Healthcare institutions are continually striving to balance quality of patient care with cost efficiency. One area of cost saving comes from the prescription of generic drugs – chemically identical to branded or proprietary versions, just as effective and yet usually a fraction of the price. Given that doctors write hundreds of prescriptions each week from a wide range of treatment drugs, these costs can quickly add up.

In the NHS, generic prescribing has been rising since 1976 and stood at 84% in 2015. The Kings Fund estimates this has saved the NHS around £7.1 billion in total. However, it calculates there is still room for improvement, with potential for rates to rise to 90%, especially as there is variation between general practices.[ 5 ]

In the US, generics prescription rates stand at 89% on average but again, could be higher. In a society where the payment often falls on the patient, generics are even more important as patients are nearly three times more likely to abandon a branded medication because of the high cost.[ 6 ]   

To encourage more generics prescription, Mitesh Patel, director of The Nudge Unit at Penn Medicine Center[ 7 ] recently trialled a tiny tweak to the prescription order system on the University of Pennsylvania Electronic Health Record system.

When doctors there select the drug they want to prescribe they click on a drop down menu.
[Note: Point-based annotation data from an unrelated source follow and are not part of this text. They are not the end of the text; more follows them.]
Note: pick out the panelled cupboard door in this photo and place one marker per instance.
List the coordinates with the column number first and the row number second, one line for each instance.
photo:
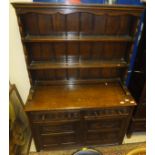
column 56, row 134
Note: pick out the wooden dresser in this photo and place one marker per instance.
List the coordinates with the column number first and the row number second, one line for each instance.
column 77, row 58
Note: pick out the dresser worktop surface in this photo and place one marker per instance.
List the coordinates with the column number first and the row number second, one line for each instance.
column 108, row 94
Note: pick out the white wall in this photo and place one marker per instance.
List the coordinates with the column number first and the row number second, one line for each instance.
column 17, row 67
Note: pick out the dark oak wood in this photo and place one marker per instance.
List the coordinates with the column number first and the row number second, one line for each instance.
column 137, row 87
column 74, row 38
column 77, row 58
column 85, row 64
column 77, row 96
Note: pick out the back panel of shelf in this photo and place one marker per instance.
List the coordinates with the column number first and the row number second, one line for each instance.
column 77, row 37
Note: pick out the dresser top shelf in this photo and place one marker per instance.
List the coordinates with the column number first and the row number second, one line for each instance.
column 107, row 94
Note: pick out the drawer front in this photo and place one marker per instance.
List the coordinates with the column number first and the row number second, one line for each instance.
column 139, row 125
column 54, row 116
column 102, row 137
column 104, row 124
column 59, row 127
column 57, row 140
column 107, row 113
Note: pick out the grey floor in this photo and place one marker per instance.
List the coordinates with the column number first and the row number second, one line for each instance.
column 136, row 137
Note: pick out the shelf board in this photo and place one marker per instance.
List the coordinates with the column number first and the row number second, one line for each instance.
column 84, row 64
column 74, row 38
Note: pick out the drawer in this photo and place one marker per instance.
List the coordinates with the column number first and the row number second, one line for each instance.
column 54, row 116
column 57, row 127
column 105, row 124
column 107, row 112
column 58, row 139
column 102, row 137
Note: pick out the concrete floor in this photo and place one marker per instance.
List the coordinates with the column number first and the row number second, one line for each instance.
column 136, row 137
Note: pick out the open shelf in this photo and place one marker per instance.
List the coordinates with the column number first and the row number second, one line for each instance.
column 84, row 64
column 86, row 38
column 106, row 94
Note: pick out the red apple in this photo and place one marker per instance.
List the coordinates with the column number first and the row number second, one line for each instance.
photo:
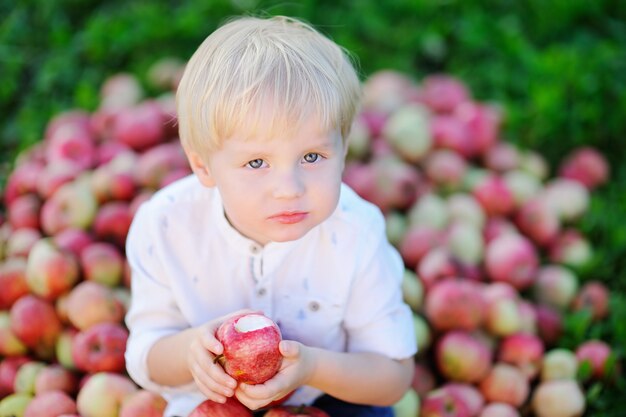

Previously, branded drugs were listed at the top of that menu and generics at the bottom. Patel flipped the order – it had an astounding effect. Before the trial, the generics prescribing rate at Penn Medicine was around 75.0%. Immediately after the change in the drop down order, the generic prescribing rate increased to 98.4% and remained there for the 10-month test period.[ 8 ]

Why might this tiny change have had such a big impact? Sometimes the order in which items are listed can have subconscious effects on our decision-making. For instance, it may be that doctors presumed the medical community’s preferred choice of drug was the one listed first. Or perhaps, short of time and energy, they scrolled down to the first drug they saw that matched what they were looking for and looked no further.

While Patel admits that one of the biggest barriers to these kinds of interventions is that many clinicians are resistant to change and the concept of being ‘nudged’, he counters that “we often don't realise that we are already being nudged by the design and choice architecture of whatever electronic health record system we are using. It influences our choices every day, but often this is overlooked."[ 9 ] 

The examples provide a snapshot of just a few of the simple, low-cost, yet astoundingly effective initiatives leveraging behavioural science to improve patient care by improving clinician decision-making.  Moreover, we may soon see more units like the Penn Nudge Unit, currently one of its kind, working to integrate behavioural science into medical processes and IT systems. While AI-assisted healthcare is taking the limelight, BE-assisted healthcare may be equally deserving of some attention.


[ 7 ] The Penn Nudge Unit was launched in 2016, to systematically develop and test approaches drawing in behavioural science to improve health care delivery and is the world’s first research unit of its kind established inside a health system.